Open-access content 26th June 2009
Ian Fielder reflects on changes to the institute in his five years as CEO
26 June 2009
My mother often reminisces and reminds me that "the older you get the quicker that time passes". In preparing the presentations for the AGM this year and preparing the annual review, I reflected on the changes over the last five years. When I joined the institute as its CEO in 2004 membership was just over 8,000 and total income was around £1.9 million. The changes over the last five years have been incredible.
Our governance model has been completely modernised allowing the board to take soundings from our Members' Council, facilitating an executive to run the institute as a not-for-profit association in a business-like way. We have completely remodelled our education offering and achieved awarding body status allowing us to map our qualifications into the government sponsored Qualification Curriculum Framework.
The institute moved from our outmoded offices in Saffron Walden, when we had 16 staff, to modern premises in Bishop's Stortford, which has really helped to update our office practices and accommodate more than 30 staff.
Over the last five years we have introduced a new website, membership database and refreshed our brand, plus introduced a public policy unit that influences central government on everything across the full range of facilities management.

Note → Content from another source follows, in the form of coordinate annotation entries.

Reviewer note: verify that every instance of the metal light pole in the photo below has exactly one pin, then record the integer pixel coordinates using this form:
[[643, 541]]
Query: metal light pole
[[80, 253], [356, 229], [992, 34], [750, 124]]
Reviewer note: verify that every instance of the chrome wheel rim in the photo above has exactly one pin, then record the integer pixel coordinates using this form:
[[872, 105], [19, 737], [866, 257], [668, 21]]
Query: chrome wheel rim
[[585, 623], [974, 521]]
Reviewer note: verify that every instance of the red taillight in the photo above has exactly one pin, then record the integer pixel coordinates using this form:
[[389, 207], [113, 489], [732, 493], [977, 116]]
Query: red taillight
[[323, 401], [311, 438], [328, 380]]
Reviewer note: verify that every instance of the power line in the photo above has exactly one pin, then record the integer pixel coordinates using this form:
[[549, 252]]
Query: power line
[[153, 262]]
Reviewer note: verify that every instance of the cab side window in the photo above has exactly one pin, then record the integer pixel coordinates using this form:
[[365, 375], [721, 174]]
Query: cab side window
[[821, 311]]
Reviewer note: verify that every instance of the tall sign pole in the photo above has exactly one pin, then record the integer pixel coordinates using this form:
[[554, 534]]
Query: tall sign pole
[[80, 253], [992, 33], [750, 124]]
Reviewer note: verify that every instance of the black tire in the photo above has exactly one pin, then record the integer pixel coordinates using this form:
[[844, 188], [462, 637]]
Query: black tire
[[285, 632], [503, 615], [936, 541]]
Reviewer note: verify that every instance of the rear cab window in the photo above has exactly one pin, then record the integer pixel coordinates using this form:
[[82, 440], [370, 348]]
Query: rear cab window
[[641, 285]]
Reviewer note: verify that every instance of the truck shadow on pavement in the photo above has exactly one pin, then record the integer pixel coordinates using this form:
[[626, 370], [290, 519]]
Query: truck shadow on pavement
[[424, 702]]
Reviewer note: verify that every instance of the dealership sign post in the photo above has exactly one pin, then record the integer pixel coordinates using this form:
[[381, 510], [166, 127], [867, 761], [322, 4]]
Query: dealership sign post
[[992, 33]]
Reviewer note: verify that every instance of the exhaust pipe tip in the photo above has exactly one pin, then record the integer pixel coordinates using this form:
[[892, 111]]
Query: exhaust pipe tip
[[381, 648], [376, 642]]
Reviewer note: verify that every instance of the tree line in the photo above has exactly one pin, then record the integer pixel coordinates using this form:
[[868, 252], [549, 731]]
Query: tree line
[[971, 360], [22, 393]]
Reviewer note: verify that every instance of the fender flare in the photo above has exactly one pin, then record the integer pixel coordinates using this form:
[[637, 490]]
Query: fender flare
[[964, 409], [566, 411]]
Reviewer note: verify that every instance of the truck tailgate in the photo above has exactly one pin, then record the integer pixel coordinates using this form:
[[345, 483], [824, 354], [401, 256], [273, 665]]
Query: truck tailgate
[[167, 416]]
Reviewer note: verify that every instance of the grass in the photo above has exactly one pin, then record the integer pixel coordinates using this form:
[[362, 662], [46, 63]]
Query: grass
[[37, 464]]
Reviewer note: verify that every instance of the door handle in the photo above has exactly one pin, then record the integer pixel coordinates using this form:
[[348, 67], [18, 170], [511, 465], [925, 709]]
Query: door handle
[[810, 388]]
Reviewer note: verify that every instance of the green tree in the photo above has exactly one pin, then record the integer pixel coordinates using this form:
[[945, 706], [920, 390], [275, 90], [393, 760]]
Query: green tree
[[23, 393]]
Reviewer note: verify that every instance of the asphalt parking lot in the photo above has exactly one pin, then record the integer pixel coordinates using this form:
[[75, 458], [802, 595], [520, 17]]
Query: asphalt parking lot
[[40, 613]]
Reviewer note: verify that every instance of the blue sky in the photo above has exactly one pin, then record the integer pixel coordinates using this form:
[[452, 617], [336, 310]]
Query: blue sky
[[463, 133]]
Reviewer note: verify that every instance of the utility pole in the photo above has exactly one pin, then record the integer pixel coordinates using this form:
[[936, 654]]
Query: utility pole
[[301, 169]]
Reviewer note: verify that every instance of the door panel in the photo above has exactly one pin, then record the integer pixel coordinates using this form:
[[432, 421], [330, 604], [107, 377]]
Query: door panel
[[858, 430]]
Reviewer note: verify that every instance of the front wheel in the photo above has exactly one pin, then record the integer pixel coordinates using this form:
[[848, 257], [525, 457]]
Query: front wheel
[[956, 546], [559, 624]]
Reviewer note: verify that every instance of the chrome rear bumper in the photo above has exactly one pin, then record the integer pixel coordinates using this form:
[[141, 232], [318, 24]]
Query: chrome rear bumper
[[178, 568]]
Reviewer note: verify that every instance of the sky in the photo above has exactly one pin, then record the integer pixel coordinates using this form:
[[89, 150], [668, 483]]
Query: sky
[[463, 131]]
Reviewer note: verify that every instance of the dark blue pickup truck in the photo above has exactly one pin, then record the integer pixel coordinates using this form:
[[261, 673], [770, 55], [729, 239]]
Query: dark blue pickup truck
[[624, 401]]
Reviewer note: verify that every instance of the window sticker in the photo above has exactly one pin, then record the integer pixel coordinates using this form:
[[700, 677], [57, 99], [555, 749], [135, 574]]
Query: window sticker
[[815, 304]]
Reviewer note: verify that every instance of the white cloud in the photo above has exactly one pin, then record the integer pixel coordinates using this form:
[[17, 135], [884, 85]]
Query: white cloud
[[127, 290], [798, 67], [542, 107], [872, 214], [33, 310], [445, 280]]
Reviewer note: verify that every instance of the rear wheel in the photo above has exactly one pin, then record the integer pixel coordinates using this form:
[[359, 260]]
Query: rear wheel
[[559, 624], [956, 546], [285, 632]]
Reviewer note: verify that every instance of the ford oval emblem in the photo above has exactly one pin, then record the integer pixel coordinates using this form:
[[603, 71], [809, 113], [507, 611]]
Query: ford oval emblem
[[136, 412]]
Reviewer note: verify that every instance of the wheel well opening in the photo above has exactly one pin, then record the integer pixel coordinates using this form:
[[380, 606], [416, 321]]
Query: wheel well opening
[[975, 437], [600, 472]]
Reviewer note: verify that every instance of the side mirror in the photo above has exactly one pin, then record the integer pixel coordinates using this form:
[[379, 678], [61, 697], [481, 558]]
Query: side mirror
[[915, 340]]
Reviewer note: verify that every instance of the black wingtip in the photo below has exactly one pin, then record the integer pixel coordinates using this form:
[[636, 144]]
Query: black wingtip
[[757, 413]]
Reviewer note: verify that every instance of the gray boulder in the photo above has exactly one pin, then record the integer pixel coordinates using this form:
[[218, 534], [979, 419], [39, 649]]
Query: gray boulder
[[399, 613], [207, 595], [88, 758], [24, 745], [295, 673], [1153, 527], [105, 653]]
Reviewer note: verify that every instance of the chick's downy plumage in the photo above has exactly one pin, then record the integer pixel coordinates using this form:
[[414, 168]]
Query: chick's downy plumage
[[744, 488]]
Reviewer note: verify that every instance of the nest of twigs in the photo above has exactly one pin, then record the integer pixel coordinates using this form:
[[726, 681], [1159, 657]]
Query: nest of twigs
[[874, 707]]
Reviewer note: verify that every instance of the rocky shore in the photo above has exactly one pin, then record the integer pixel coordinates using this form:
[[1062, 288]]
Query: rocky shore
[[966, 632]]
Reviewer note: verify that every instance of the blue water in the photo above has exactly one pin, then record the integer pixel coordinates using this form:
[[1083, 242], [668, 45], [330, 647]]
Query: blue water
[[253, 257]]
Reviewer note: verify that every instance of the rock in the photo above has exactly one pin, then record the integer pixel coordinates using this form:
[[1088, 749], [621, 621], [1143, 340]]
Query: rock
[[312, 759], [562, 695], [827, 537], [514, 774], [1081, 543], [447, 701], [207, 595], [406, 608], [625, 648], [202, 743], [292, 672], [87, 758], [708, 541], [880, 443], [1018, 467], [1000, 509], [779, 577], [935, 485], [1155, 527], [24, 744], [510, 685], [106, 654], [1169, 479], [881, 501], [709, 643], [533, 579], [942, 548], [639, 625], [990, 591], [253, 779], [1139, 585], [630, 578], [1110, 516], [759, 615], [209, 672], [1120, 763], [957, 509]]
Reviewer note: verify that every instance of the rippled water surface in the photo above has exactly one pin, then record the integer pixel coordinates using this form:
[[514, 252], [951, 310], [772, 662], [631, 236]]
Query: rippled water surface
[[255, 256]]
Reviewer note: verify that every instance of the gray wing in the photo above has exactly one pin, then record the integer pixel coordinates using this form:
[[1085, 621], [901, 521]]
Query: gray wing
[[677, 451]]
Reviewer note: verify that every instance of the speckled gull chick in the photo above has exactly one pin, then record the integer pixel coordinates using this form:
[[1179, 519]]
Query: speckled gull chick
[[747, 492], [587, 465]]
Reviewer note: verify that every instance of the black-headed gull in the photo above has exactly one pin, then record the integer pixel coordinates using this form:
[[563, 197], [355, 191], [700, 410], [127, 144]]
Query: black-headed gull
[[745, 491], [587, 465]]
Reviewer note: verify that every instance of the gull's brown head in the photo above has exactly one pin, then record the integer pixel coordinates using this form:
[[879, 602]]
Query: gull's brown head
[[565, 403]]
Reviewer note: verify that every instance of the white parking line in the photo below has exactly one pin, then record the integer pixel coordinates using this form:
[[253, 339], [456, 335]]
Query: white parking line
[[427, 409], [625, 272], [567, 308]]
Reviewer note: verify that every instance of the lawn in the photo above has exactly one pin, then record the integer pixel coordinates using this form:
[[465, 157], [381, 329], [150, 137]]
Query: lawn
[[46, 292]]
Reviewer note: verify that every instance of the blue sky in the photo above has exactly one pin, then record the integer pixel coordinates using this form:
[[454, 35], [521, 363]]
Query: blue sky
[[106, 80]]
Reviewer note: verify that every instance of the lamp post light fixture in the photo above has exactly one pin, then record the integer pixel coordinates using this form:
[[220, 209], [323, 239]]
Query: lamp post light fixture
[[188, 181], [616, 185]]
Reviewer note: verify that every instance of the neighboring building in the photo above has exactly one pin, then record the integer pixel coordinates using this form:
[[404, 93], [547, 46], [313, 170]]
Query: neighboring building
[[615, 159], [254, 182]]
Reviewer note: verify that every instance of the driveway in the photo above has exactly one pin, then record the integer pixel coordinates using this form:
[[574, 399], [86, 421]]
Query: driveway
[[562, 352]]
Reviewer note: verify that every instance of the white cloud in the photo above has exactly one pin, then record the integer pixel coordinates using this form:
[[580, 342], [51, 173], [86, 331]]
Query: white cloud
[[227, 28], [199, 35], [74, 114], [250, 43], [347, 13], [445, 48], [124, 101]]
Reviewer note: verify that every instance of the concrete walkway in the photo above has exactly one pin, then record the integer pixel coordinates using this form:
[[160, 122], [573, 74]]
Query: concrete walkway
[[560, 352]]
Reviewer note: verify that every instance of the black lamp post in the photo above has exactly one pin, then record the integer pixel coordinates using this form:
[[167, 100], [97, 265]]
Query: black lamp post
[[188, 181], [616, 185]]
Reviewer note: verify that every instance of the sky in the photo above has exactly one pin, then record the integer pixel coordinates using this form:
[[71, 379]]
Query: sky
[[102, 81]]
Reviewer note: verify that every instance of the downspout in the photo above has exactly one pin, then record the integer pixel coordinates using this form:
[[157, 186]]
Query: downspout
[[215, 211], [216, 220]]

Membership benefits have been advanced by the development of our two joint ventures providing excellent training and publication products plus a completely new BIFM Offers section, offering excellent value for money services. New special interest groups and sector forums have added to the rich networking that feature as part of the regional event programmes.
Perhaps the biggest change has been the introduction of a rolling five-year medium-term strategy that has sharpened not only our focus on the delivery of membership benefits, services and offers, but helped us to follow a consistent direction of travel.
All of these changes, plus many more, have been achieved through tremendous hard work by both volunteers and staff, but I would like to acknowledge the excellent support and leadership from my fellow executive team that is largely the same team when I joined back in April 2004.
Time will continue to pass quickly and I have finally realised why. When I was five years old, a year was a fifth of my life. When I reached fifty, a year is a 50th of my life. I should have known, mums always talk common sense.